Re: [PATCH 5.10 v2 8/8] xfs: assert in xfs_btree_del_cursor should take into account error

Amir Goldstein <amir73il@xxxxxxxxx> · Tue, 7 Jun 2022 09:09:47 +0300

On Tue, Jun 7, 2022 at 6:01 AM Dave Chinner <david@xxxxxxxxxxxxx> wrote:
>
> On Tue, Jun 07, 2022 at 01:33:06AM +0300, Amir Goldstein wrote:
> > On Tue, Jun 7, 2022 at 12:30 AM Dave Chinner <david@xxxxxxxxxxxxx> wrote:
> > >
> > > On Mon, Jun 06, 2022 at 05:32:55PM +0300, Amir Goldstein wrote:
> > > > From: Dave Chinner <dchinner@xxxxxxxxxx>
> > > >
> > > > commit 56486f307100e8fc66efa2ebd8a71941fa10bf6f upstream.
> > > >
> > > > xfs/538 on a 1kB block filesystem failed with this assert:
> > > >
> > > > XFS: Assertion failed: cur->bc_btnum != XFS_BTNUM_BMAP || cur->bc_ino.allocated == 0 || xfs_is_shutdown(cur->bc_mp), file: fs/xfs/libxfs/xfs_btree.c, line: 448
> > >
> > > You haven't mentioned that you combined a second upstream
> > > commit into this patch to fix the bug in this commit.....
> > >
> >
> > I am confused.
> >
> > patch [5.10 7/8] xfs: consider shutdown in bmapbt cursor delete assert
> > is the patch that I backported from 5.12 and posted for review.
> > This patch [5.10 8/8] is the patch from 5.19-rc1 that you pointed out
> > that I should take to fix the bug in patch [5.10 7/8].
>
> Sorry, I missed that this was a new patch because the set looked
> the same as the last posting and you said in the summary letter:
>
> "These fixes have been posted to review on xfs list [1]."
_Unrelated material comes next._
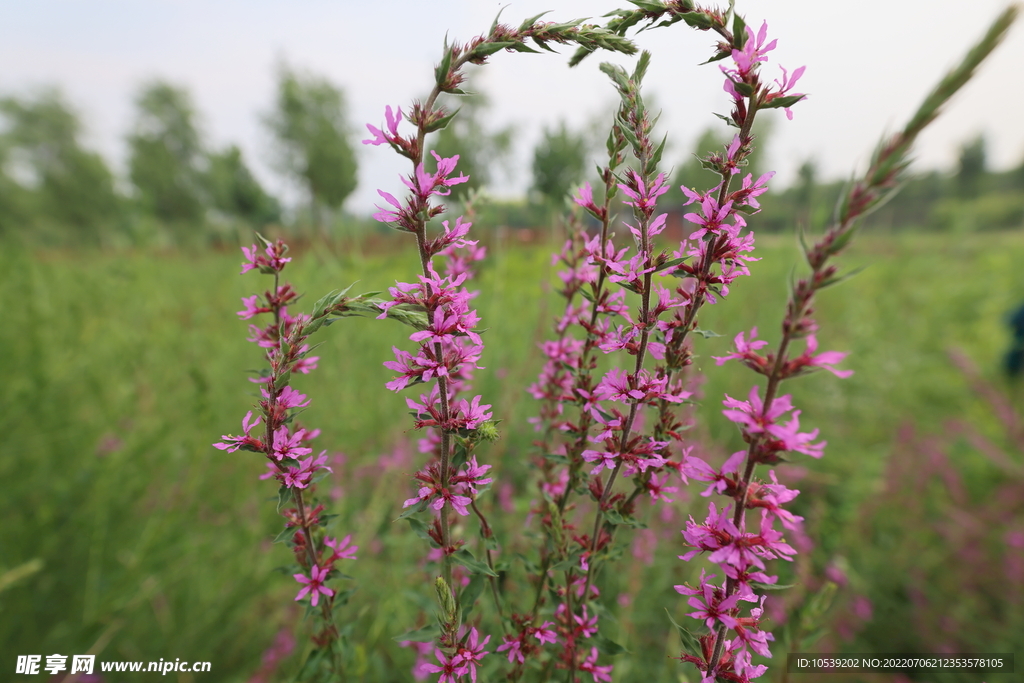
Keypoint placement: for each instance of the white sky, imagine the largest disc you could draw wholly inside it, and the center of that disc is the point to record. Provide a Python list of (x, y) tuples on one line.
[(868, 65)]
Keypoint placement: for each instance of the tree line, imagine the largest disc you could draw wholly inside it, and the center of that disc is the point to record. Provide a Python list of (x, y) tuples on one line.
[(55, 190)]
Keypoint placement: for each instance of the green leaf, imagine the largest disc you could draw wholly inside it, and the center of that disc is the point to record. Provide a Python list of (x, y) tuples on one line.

Sorry, I forgot to edit this part of the template.

>
> Except this patch *wasn't part of that set*. I mistook it for the
> patch that introduced the assert because I assumed from the above
> statement, the absence of a changelog in cover letter and that you'd
> sent it to Greg meant for inclusion meant *no new patches had been
> added*.
>
> Add to that the fact I rushed through them because I saw that Greg
> has already queued these before anyone had any time to actually
> review the posting. Hence the timing of the release of unreviewed
> patches has been taken completely out of our control, and so I
> rushed through them and misinterpreted what I was seeing.
>
> That's not how the review process is supposed to work. You need to
> wait for people to review the changes and ACK them before then
> asking for them to be merged into the stable trees. You need to have
> changelogs in your summary letters. You need to do all the things
> that you've been complaining bitterly about over the past month that
> upstream developers weren't doing 18 months ago.

Of course I need to do all things.
If I am not doing them it could be because I made a mistake
or misunderstood something.
I am always trying to improve and incorporate feedback on my mistakes.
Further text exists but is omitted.